Supervised machine learning refers to setting where each datapoint is associated with some target variable. When the target variable is a binary quantity, the problem is called binary classification. When the target is categorical (with more than 2 categories) the problem is called multi-class classification. When the target is real-valued (a floating point number), the problem is called regression. These are the three services offered by Amazon Machine Learning. While many algorithms exist for each of these three tasks, Amazon places minimal responsibility for the algorithm in the users' hands, instead offering a nearly fully automated solution for supervised learning problems.

Data Acquisition
Likely its killer feature, Amazon's machine learning software can load your data from anywhere it might live in its vast network of web services. This includes relational data stored in RDS, csv files stored in S3 or data in Amazon's Redshift data warehouse. Given Amazon's primacy in virtualized web services, it seems this is likely to appeal to internet companies, many of which already have their data in Amazon's ecosystem. For those who want to take the software for a spin but do not have any datasets in Amazon's cloud, they provide a sample dataset (bank.csv) that contains dummy data for bank customers.

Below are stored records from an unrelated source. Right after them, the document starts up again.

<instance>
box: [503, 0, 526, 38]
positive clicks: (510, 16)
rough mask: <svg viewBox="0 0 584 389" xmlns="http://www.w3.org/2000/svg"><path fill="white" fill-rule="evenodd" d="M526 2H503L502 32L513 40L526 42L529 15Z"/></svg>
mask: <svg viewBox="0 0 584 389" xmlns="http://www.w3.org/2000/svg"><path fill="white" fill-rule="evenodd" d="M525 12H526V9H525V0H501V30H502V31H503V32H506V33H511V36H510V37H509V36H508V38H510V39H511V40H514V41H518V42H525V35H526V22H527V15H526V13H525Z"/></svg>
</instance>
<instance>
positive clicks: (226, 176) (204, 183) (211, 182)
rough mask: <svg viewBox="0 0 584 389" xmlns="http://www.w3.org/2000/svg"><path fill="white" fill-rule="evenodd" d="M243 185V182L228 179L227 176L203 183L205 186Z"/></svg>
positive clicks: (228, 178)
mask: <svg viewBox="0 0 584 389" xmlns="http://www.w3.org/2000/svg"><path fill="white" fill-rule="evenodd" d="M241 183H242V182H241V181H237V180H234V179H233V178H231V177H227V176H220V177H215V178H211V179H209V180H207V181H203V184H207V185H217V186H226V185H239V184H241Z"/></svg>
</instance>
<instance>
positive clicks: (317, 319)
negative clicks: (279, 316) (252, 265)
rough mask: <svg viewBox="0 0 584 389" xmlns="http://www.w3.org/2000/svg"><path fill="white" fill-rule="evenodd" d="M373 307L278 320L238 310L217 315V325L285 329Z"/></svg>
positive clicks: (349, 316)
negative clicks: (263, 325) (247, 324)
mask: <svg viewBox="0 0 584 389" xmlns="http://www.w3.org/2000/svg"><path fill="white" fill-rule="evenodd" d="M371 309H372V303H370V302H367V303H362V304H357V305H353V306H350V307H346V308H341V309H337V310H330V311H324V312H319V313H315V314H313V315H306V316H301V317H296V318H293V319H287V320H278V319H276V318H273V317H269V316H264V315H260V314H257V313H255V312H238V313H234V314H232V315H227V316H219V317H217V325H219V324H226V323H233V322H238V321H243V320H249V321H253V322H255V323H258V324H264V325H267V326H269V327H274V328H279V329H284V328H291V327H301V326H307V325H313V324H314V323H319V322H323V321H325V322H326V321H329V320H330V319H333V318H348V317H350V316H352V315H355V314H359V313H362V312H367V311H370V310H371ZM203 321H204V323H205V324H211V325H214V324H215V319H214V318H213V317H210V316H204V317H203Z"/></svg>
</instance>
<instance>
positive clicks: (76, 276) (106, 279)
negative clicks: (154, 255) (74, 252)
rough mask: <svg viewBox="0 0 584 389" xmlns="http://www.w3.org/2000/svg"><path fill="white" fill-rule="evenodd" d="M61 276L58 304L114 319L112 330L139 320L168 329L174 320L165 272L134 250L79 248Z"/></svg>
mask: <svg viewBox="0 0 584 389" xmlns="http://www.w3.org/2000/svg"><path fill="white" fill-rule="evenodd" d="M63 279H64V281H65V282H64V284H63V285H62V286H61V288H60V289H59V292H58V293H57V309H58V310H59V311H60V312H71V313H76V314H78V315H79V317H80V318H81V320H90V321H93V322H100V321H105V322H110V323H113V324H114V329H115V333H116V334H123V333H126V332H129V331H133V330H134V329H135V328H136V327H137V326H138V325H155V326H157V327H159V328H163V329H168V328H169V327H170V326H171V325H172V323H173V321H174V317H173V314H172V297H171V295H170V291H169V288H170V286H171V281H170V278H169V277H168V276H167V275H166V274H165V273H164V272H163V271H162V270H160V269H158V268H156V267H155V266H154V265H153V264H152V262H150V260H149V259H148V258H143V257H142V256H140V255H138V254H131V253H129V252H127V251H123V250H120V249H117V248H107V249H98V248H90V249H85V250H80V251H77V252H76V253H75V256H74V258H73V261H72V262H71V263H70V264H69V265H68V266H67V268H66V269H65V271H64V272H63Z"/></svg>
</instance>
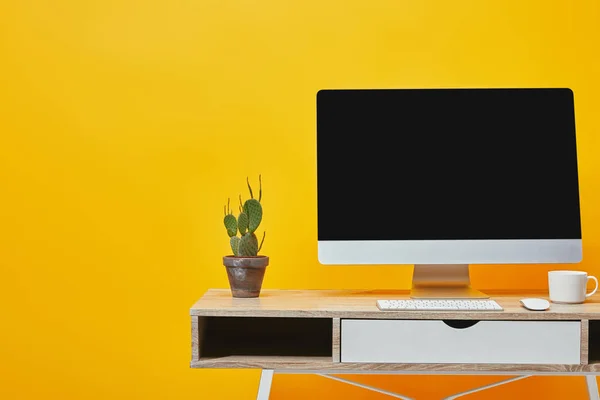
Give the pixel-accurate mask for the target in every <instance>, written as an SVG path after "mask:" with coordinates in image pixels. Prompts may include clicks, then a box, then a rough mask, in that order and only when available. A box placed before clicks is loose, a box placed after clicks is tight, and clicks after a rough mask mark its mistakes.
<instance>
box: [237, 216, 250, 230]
mask: <svg viewBox="0 0 600 400" xmlns="http://www.w3.org/2000/svg"><path fill="white" fill-rule="evenodd" d="M238 229H239V231H240V234H241V235H244V234H245V233H246V231H247V230H248V214H246V213H245V212H241V213H240V215H239V216H238Z"/></svg>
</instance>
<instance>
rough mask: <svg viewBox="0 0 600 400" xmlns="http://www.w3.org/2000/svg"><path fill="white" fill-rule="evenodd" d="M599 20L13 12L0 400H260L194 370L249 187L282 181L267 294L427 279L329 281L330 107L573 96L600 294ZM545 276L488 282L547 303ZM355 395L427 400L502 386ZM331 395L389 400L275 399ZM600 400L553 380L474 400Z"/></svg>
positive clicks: (459, 12) (436, 1)
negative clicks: (330, 93) (429, 93)
mask: <svg viewBox="0 0 600 400" xmlns="http://www.w3.org/2000/svg"><path fill="white" fill-rule="evenodd" d="M599 21H600V11H599V6H598V2H597V1H595V0H590V1H548V0H540V1H521V0H515V1H513V0H511V1H496V2H491V1H481V0H473V1H462V0H459V1H444V0H438V1H423V0H406V1H405V0H390V1H379V0H376V1H365V0H360V1H347V0H346V1H326V0H318V1H312V0H311V1H281V0H268V1H267V0H265V1H248V0H239V1H221V0H174V1H171V0H156V1H152V0H148V1H136V0H114V1H107V0H103V1H80V0H71V1H50V0H46V1H42V0H39V1H28V0H3V1H1V2H0V133H1V136H0V216H1V219H0V268H1V270H0V272H1V275H0V304H1V306H0V328H1V329H0V398H4V399H34V398H40V399H41V398H44V399H107V398H110V399H113V400H117V399H188V398H207V399H208V398H223V399H226V398H232V399H253V398H254V397H255V393H256V385H257V380H258V372H257V371H237V372H236V371H212V370H190V369H189V368H188V362H189V358H190V339H189V318H188V309H189V306H190V305H191V304H192V303H193V302H194V301H195V300H196V299H197V298H198V297H199V296H200V295H201V294H202V293H203V292H204V291H205V290H206V289H208V288H210V287H226V286H227V280H226V275H225V271H224V269H223V267H222V266H221V260H220V257H221V256H222V255H224V254H225V253H228V251H229V250H228V241H227V236H226V233H225V229H224V228H223V226H222V207H223V204H224V202H225V200H226V199H227V197H228V196H231V197H235V196H237V194H238V193H240V192H242V193H244V194H245V185H244V180H245V177H246V175H250V176H251V177H253V179H254V181H255V182H256V176H257V175H258V173H262V174H263V178H264V179H263V181H264V198H263V204H264V208H265V219H264V222H263V228H265V229H266V230H267V231H268V235H267V239H266V242H265V246H264V248H263V253H264V254H267V255H269V256H271V259H272V260H271V266H270V267H269V269H268V271H267V276H266V279H265V282H264V286H265V287H267V288H407V287H408V285H409V279H410V274H411V271H412V270H411V268H407V267H405V268H398V267H389V266H382V267H376V268H365V267H323V266H320V265H319V264H318V262H317V254H316V250H317V249H316V202H315V199H316V193H315V173H316V171H315V93H316V92H317V90H319V89H322V88H363V87H365V88H393V87H507V86H508V87H521V86H530V87H536V86H541V87H555V86H560V87H570V88H572V89H573V90H574V92H575V99H576V100H575V101H576V122H577V129H578V150H579V161H580V181H581V205H582V213H583V234H584V262H583V264H582V265H581V266H579V267H580V268H582V269H586V270H588V271H590V272H592V273H596V274H597V273H600V266H599V265H600V211H599V210H600V208H598V204H600V179H598V171H599V170H600V157H598V153H599V152H600V141H599V139H598V134H597V132H598V130H599V129H600V113H599V112H598V106H599V104H598V99H599V96H600V94H599V93H600V61H599V60H600V52H599V51H598V49H599V47H598V43H600V22H599ZM353 189H354V190H360V183H359V182H357V185H356V187H355V188H353ZM390 208H393V204H390ZM549 217H551V216H549ZM546 270H547V267H546V266H534V267H530V268H521V267H518V266H512V267H505V268H491V267H486V266H478V267H475V268H473V279H474V283H475V285H476V286H477V287H479V288H538V289H543V288H545V287H546V276H545V272H546ZM240 334H242V333H240ZM357 379H359V380H361V381H362V382H371V383H374V384H378V385H380V386H382V387H385V388H388V389H393V388H395V389H400V388H401V389H402V390H403V391H404V392H405V393H406V394H408V395H412V396H421V397H419V398H422V399H427V398H437V397H436V396H440V395H442V394H450V393H452V391H453V390H461V389H463V390H464V389H466V388H468V387H469V386H472V385H476V384H479V383H480V384H483V383H486V382H491V381H494V380H496V379H498V378H494V377H487V378H486V377H480V378H469V377H462V378H451V377H441V378H435V377H416V378H415V377H399V378H395V379H389V378H386V377H372V378H369V377H359V378H357ZM335 393H339V395H336V394H335ZM311 395H315V396H322V397H328V398H362V399H378V398H383V397H382V396H381V395H378V394H370V393H368V392H366V391H363V390H361V389H356V388H349V387H344V386H343V385H342V384H339V383H336V382H330V381H325V380H324V379H323V378H318V377H302V376H281V377H276V378H275V382H274V387H273V397H272V398H273V399H301V398H309V397H310V396H311ZM583 396H584V387H583V378H534V379H531V380H526V381H521V382H518V383H515V384H512V385H510V386H506V387H500V388H497V389H493V390H491V391H489V392H488V393H486V394H480V395H473V396H472V397H471V398H473V399H476V398H490V399H491V398H497V399H502V398H511V397H512V398H515V397H519V398H528V397H529V398H542V397H543V398H548V399H565V398H583Z"/></svg>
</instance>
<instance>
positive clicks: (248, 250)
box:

One nice feature of Amazon's service is that it automatically combs through the data, identifying which fields are numerical and which categorical. Further preprocessing (whitening and dimensionality reduction) are presumably performed automatically (the service never troubles the user to select preprocessing options). It seems that Amazon has astutely surmised that the user who farms his machine learning tasks to a service provider is unlikely to have strong preferences about data preprocessing methodology.